Utilice Fiji para abrir imágenes de microscopía óptica y electrónica haciendo clic en Archivo, Abrir. Ajuste el tamaño del lienzo haciendo clic en Imagen, Ajustar, Tamaño del lienzo. A continuación, lleve ambas imágenes a una pila haciendo clic en Imagen, Pilas, Imágenes para apilar.

En Fiji, abra una nueva interfaz de pista EM2 haciendo clic en Archivo, Nuevo, Pista EM2 nuevo. Importe la pila con ambas imágenes haciendo clic con el botón derecho en la ventana negra y seleccionando Importar pila. Alinee la imagen de microscopía óptica con la imagen de microscopía electrónica manualmente con puntos de referencia haciendo clic con el botón derecho del ratón en la imagen y seleccionando Alinear, Alinear capa manualmente con puntos de referencia.

Elija la herramienta Seleccionar para agregar puntos de referencia. Utilice la forma de los núcleos como referencia para seleccionar los mismos bordes en ambas imágenes y para añadir varios puntos. Aplique la alineación con un modelo afín haciendo clic con el botón derecho y seleccione Aplicar transformación, Modelo afín.

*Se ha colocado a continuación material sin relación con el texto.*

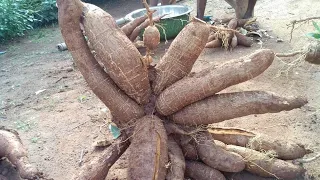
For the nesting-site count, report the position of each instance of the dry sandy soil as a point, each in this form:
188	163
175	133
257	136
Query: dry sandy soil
56	125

Por último, cambie la transparencia de la capa para evaluar la calidad de la alineación. Este panel muestra una imagen de campo amplio de baja ampliación de una sección de retina de pez cebra de cinco días después de la fertilización. La misma área se muestra aquí mediante microscopía electrónica de barrido.

Estas imágenes de mayor aumento muestran Tom20 teñido en rojo con grupos en las mitocondrias. Aquí se muestra la expresión de Tom20 detectada por microscopía GSDIM. En esta imagen, la misma sección combina la superresolución correlativa y la microscopía electrónica de barrido.

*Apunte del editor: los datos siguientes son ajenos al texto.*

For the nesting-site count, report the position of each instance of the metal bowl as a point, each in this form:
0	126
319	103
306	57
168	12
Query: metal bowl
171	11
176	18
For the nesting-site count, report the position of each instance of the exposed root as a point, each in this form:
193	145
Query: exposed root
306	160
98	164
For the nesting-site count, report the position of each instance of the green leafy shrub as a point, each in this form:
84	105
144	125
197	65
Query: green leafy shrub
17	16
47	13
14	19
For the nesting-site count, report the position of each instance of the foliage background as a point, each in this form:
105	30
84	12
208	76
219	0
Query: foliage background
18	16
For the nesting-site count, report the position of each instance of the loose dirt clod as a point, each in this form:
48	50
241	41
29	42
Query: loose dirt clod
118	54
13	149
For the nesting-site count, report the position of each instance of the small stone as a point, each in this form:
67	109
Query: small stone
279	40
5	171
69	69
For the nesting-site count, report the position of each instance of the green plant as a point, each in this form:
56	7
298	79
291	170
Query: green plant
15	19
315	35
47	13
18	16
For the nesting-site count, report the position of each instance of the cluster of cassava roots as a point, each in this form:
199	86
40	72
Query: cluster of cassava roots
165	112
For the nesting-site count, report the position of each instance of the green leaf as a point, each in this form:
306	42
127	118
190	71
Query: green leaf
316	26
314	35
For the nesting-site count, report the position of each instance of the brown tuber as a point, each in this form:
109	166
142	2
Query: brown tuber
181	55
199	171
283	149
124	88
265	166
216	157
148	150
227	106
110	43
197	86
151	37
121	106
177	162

La tinción de Tom20 aparece dentro del grupo mitocondrial en las membranas externas de las mitocondrias. La señal de fluorescencia DAPI en los núcleos se corresponde con la topografía de la imagen SEM. Esta imagen SEM proporciona contexto a la tinción Tom20 en la imagen GSDIM.

Las crestas mitocondriales son claramente visibles y la tinción de Tom20 se localiza en las membranas externas de las mitocondrias. Las membranas del segmento externo de los fotorreceptores están claramente resueltas. Al intentar este procedimiento, es importante recordar optimizar lo mejor posible los parámetros de etiquetado e imagen.

Solo las muestras etiquetadas de forma óptima son adecuadas para la superresolución. Las muestras nunca deben secarse en ningún momento durante el procedimiento de etiquetado. Este procedimiento podría extenderse a la inmunofluorescencia de doble marcaje y, por lo tanto, permitir la localización de dos proteínas diferentes dentro de una estructura específica.

En el caso de muestras más complejas, se recomienda el uso de marcadores de referencia para obtener una alineación precisa de las imágenes. Después de ver este video, debería tener una buena comprensión de cómo realizar estudios correlativos para localizar proteínas en relación con los diferentes orgánulos de la célula en una muestra de tejido compleja con una precisión de súper resolución.